According to him, workers are still battling to make ends meet with their meagre wages and none has had any increase in their income yet, except maybe for business people.


Some parents in Bwari Area Council of the FCT on Thursday, appealed to school administrators, especially of private schools to consider reduction of school fees as new session begins.

The parents spoke in separate interviews with the News Agency of Nigeria (NAN) in Bwari, Abuja, while shopping for school items for their children and wards.

The Federal Capital Territory Administration (FCTA) has set Monday, Sept. 12, as the commencement of the first term academic activities for the 2022/2023 session.

Mr Donald Nwabueze, a civil servant and resident of the area, said that it would not be a bad idea if school administrators reconsider the present economic challenges and have some of their charges reduced.

According to him, workers are still battling to make ends meet with their meagre wages and none has had any increase in their income yet, except maybe for business people.

“I am just coming from my children’s school to ask them for discount.
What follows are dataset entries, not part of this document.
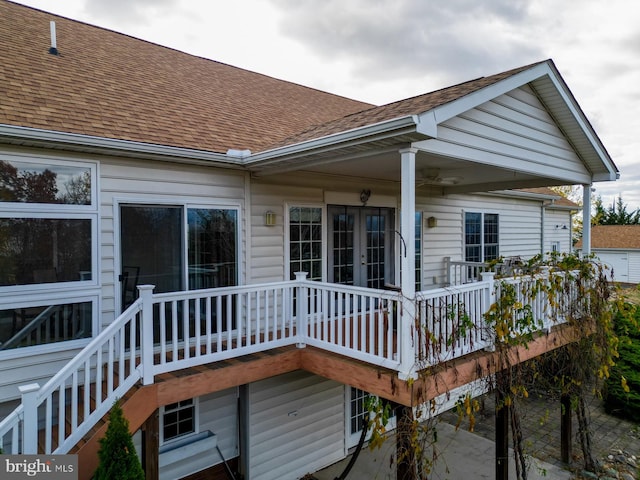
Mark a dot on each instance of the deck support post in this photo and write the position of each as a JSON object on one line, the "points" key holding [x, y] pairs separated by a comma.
{"points": [[407, 252], [566, 434], [302, 294], [586, 220], [406, 464], [146, 329], [150, 446], [30, 423], [502, 439]]}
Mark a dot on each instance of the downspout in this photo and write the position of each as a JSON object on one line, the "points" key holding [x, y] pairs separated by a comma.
{"points": [[586, 220]]}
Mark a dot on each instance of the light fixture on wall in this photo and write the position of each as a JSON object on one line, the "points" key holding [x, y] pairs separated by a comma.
{"points": [[364, 196], [269, 218]]}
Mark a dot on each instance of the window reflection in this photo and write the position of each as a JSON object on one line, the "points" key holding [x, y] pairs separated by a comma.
{"points": [[44, 250]]}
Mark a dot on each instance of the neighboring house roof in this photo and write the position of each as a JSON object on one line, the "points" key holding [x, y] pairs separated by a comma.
{"points": [[623, 237], [135, 94], [111, 85]]}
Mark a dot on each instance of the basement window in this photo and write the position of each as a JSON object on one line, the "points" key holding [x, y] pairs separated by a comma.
{"points": [[178, 420]]}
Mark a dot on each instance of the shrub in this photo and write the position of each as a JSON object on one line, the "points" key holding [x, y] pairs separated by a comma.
{"points": [[621, 401], [118, 458]]}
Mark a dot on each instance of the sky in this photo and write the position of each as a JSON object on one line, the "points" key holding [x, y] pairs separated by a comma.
{"points": [[379, 51]]}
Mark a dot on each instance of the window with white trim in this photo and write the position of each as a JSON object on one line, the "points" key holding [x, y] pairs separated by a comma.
{"points": [[481, 237], [305, 242], [48, 251], [178, 419]]}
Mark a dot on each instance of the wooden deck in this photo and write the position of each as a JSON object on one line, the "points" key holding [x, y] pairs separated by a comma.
{"points": [[201, 380]]}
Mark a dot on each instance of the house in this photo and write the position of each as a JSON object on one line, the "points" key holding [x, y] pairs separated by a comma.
{"points": [[127, 165], [618, 248]]}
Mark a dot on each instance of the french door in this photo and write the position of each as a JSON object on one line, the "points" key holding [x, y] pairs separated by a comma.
{"points": [[360, 246]]}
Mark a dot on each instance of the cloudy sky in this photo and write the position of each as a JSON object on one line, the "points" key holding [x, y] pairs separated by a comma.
{"points": [[384, 50]]}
I feel charges on tuition fees and some of the extra activities they plan should at least be reduced.

“We understand the high cost of things in the country but let’s help each other where and when we can, some say they have teachers to pay, so do we all.

“Unfortunately, civil servants are still trying to survive with the same pay for couple of years in spite of the high cost of things; yet, we have school fees to pay, among other necessities.
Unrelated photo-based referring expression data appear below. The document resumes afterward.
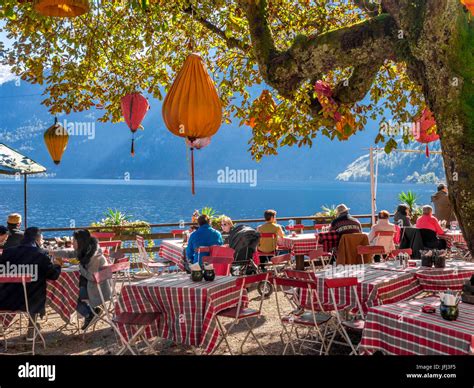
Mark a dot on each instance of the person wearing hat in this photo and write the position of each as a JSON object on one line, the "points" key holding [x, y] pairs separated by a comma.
{"points": [[15, 234], [28, 254], [442, 206], [344, 223]]}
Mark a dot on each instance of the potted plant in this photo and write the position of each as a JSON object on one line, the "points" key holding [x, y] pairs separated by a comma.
{"points": [[409, 198], [328, 212]]}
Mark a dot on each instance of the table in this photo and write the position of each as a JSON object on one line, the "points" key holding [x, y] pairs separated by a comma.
{"points": [[403, 329], [329, 240], [187, 308], [456, 236], [299, 245], [375, 287], [173, 250]]}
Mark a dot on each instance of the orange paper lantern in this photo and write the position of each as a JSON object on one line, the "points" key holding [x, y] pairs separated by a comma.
{"points": [[56, 139], [192, 108], [424, 129]]}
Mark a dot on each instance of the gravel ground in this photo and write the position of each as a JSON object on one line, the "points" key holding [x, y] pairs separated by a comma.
{"points": [[102, 341]]}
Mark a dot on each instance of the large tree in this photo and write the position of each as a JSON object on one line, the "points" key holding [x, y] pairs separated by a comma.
{"points": [[383, 58]]}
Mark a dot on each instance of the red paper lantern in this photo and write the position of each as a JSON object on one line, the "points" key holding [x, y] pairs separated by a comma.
{"points": [[134, 108], [424, 129]]}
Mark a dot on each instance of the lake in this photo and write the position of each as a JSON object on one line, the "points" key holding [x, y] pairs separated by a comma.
{"points": [[65, 203]]}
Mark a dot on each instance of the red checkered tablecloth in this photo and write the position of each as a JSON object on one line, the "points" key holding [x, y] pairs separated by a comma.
{"points": [[61, 295], [375, 287], [188, 308], [456, 236], [440, 279], [329, 240], [300, 244], [403, 329], [173, 250]]}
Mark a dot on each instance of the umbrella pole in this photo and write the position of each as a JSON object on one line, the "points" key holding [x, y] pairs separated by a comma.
{"points": [[25, 204], [372, 185]]}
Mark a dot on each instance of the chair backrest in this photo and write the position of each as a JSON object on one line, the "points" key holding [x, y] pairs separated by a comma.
{"points": [[103, 235], [120, 266], [295, 227], [110, 244], [406, 251], [16, 279], [322, 227], [244, 281], [370, 249], [220, 251], [177, 232], [386, 233], [341, 282], [221, 264], [349, 283], [142, 254], [295, 283], [103, 275], [317, 254], [428, 235], [347, 248], [280, 259]]}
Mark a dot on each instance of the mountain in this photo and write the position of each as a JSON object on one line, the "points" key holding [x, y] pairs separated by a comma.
{"points": [[399, 166], [102, 150]]}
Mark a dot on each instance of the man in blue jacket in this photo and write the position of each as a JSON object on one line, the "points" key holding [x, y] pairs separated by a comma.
{"points": [[204, 236]]}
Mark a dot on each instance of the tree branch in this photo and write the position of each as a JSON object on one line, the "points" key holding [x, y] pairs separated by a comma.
{"points": [[231, 41], [364, 45]]}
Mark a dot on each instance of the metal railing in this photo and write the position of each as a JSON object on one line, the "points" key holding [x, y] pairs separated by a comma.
{"points": [[123, 235]]}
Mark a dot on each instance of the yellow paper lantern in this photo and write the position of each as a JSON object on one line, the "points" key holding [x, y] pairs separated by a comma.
{"points": [[56, 139], [62, 8]]}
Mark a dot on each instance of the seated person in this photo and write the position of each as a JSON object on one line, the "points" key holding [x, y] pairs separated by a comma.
{"points": [[402, 216], [3, 236], [344, 223], [383, 225], [268, 245], [28, 253], [204, 236], [430, 222], [15, 234], [242, 238]]}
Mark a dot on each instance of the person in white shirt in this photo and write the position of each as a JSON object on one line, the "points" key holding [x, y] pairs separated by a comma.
{"points": [[383, 225]]}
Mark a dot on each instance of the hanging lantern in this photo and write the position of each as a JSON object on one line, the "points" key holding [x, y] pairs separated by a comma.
{"points": [[192, 108], [424, 129], [199, 143], [346, 120], [324, 93], [469, 4], [62, 8], [134, 108], [56, 139]]}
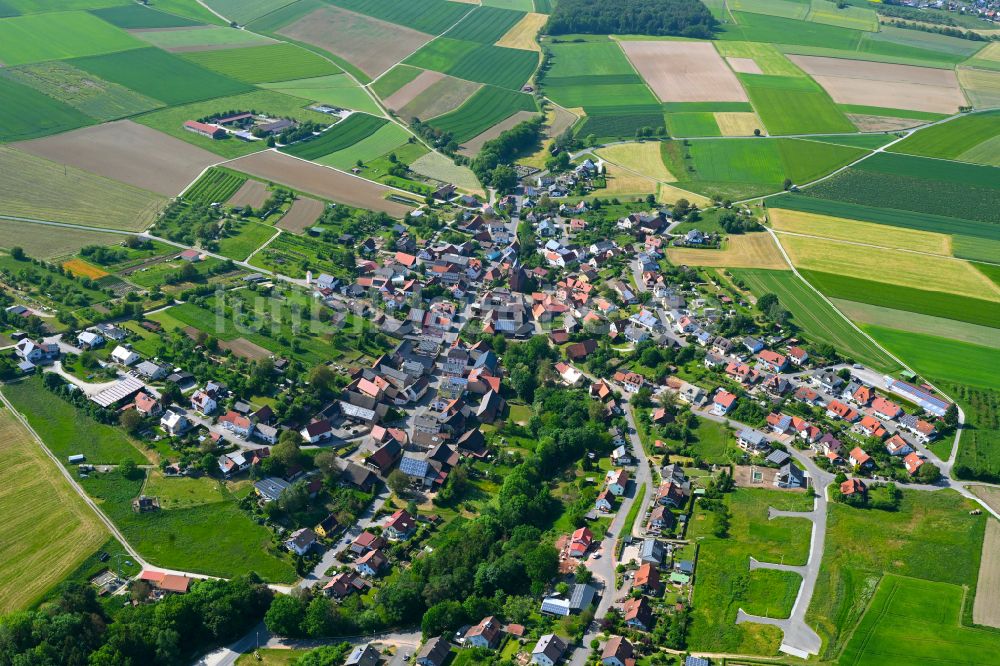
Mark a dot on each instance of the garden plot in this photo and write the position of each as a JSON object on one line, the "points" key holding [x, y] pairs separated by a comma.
{"points": [[411, 90], [127, 152], [372, 45], [684, 71], [302, 215], [883, 84], [320, 181]]}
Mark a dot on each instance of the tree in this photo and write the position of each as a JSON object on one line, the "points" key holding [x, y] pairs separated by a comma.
{"points": [[398, 482]]}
“I’m here trying to buy school shoes and bags and the sellers are not friendly with the prices. It’s overwhelming that is why we are making an appeal,” he said.
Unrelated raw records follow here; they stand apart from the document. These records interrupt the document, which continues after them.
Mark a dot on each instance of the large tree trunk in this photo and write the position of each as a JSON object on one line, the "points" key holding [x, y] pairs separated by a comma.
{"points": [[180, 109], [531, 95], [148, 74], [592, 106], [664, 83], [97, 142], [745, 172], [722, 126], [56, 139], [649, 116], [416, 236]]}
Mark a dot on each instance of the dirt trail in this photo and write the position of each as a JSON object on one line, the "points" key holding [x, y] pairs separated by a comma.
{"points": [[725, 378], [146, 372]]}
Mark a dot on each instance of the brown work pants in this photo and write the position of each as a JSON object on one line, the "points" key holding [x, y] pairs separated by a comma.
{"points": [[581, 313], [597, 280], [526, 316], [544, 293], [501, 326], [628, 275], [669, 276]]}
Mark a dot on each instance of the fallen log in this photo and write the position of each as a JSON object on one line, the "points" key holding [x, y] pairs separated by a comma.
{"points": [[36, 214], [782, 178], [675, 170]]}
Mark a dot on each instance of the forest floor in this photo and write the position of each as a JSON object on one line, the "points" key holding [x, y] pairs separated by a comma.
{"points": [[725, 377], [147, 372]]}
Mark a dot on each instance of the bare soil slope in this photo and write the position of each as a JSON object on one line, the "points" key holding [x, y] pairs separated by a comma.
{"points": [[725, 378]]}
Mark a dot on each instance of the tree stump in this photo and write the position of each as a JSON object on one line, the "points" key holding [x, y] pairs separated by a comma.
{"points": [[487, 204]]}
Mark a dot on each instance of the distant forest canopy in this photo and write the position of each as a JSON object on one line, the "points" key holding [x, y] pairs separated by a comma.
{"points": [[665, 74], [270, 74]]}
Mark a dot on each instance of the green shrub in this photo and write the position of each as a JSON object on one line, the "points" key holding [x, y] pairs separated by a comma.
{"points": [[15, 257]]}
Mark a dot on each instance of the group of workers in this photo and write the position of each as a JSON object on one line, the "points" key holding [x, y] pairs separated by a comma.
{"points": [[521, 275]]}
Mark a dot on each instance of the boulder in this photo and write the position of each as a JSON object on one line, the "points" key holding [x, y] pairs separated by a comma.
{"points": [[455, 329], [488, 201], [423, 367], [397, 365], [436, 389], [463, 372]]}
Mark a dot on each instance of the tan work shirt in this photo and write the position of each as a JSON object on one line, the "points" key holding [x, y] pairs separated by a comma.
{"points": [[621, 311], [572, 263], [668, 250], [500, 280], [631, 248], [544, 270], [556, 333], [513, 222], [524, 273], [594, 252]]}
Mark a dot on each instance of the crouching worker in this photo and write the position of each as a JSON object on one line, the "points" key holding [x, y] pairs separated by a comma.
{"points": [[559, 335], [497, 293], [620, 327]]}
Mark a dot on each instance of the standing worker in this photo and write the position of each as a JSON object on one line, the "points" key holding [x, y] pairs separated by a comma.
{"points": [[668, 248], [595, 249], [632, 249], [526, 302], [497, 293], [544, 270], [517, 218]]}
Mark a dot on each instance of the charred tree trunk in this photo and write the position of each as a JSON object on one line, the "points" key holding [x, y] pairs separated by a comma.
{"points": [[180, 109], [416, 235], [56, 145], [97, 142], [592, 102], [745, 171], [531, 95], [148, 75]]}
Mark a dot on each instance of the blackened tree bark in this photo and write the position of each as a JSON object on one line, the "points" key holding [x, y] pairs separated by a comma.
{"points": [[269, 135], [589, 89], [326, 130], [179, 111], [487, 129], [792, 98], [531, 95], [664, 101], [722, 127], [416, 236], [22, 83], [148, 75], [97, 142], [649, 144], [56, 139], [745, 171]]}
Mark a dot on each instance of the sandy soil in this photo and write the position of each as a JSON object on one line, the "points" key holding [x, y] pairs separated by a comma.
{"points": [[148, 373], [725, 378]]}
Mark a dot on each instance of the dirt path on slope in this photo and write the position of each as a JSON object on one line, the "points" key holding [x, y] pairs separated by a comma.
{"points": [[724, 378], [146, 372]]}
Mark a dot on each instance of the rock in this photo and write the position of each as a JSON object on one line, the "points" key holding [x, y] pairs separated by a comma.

Nwabueze also said that school administrators should reduce unnecessary fun activities like costume events for pupils and students that might not add educational value to them.

“Such events only incur more costs on parents who cannot afford it for their children and some children might not understand why.’’

Another parent, Mrs Esther Godspower, said that reduction of school fees would go a long way to easing the burden on parents, especially those who have more than two children or wards in the school.

She said that reducing the cost should not affect the standard and quality of the service rendered but should be able to keep the children stable, while also building a relationship with their teachers.

“High fees are the reason you find some parents changing schools for their children almost every year. Things are hard and what people can easily afford before now is becoming unaffordable.

“So to me, if should be able to build a relationship with parents, especially those with more than two children in the school and give them a discount that can make a difference.


“It is a favour we are asking for; we know you need funds too but also consider us parents who have to pay for books, uniforms, excursions and other school utilities.

“The burden is much I must say, but we pray for the grace of God to move on.”

Ms Joan Gandu, a school proprietor in Bwari said that the idea was not a bad one but schools would have to thoroughly think through it to consider the request so that they would not run at a loss.

Gandu said that she personally maintained a cordial relationship with parents of her pupils and would be willing to assist where necessary, as long as they did not take advantage of the gesture to incur debts.

She explained that although schools also have their challenges, while trying to maintain a good standard and competence from their teachers, charging parents high fees was not totally unreasonable.

Gandu however said that for her, it was a negotiable request that would entail agreeing to its terms and conditions for both parties to benefit.